Sausage Party
Medium Rise
Weirdly lost the notes to Sausage Party. I remember writing something down but it turns out I yelled it into my phone whilst driving on El Camino Real. I could retrieve it now, but I’m in a café. I could listen to it through the headphones that I use to drown out trailers, but I’m listening to Culturecide to make the typing go fast.
You see the problem.
Movie fine, though thinks that swearing a lot is the equivalent of comedy. Opening song: ‘We certainly not going to die in any horrible way’ is certainly an example of how being on the nose without actually thinking through to the joke is not an actual joke. Unlike perversely run-on sentences. Or self-referentiality.
It does, however, develop into some kind of comedy when they fucking well shut up. There is a beautiful and funny horror film in there, when the living food items are eaten alive. Not so much talking either when they finish with a, I’m sorry to say, awe-inspiring, CGI food orgy.
A second appeal: the message. Basically fucking is better than war. I’m all for it. Until the victims get revenge and kill all the humans. Hey, I’m for that too.
The aspect of thinking that they’re hysterically funny just by talking, however, could use some re-examination. Like Anomalisa, Sausage Party is a great short film. Just a shorter one, only about two minutes, with the rest being a certain tolerability brought down by self-satisfaction.
The Take
I know. I would make a great parent.
$3.00
That is not our story
But that is not our story. No, our story is the tale of the Cinemark Tanforan, the most awesome-ist theater in the history of po-post-modernism. First of all, look at it. LOOK AT IT!
That’s a cinema. It’s a massive featureless cinder block square sitting atop a parking structure.
This is the future. Well, it’s our future anyway, and I can’t wait!
But there’s more! How could there not be? Being unfamiliar, and late, I went to find chocolate. No luck, and settled with the bland but certainly better than Baskin-Robbins Dreyer’s ice-cream. But we’re nowhere near that point.
So I parked, thinking I was smart, away from the structure, which I believed was either going to charge me or eat me. I approached, panicked, but found these easy to follow directions.
I chose Cinema, and was lucky I did, because I discovered what remains the most baffling feature of any building I’ve ever seen. It is a staircase to suspended platform
that in no way goes to a cinema. It does, however, lead around the giant Ballardian concrete cube of death to…another staircase.
At this point, I took the other staircase, and entered the parking garage. It turned out it would have been free to park. It also turned out there were, I repeat no indications as to the location of the cinema, or even that a cinema existed. At this point, I had the foresight enough to document:
See a sign?
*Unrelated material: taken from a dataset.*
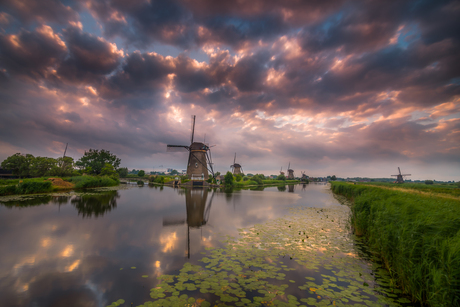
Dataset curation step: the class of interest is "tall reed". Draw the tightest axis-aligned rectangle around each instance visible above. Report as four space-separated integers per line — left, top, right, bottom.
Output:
332 182 460 306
For anything? I chose the elevators and chose wisely, though found no indications inside the elevator either. There was, however, a button marked ‘C’.
I pressed it, and not only arrived, but found myself in the lobby itself.
An elevator that opens right into the lobby. It’s brilliant! If one does not consider that I had in fact bypassed the box office entirely, and had to backtrack just to buy the tickets. But I had killed the requisite time to miss the trailers to whatever it is I’m going to see in France in six months, and was in a very positive state to see the film. Which was so-so.
I mentioned that.
But who cares? I love the Cinemark Tanforan! Though honestly, now I know where everything is maybe… No, screw it, I’m going back. Right after I took the picture at the top, a plane flew over the building, just something you’d see in a first director’s film! I’m waiting all day and taking that picture. And never making a second film.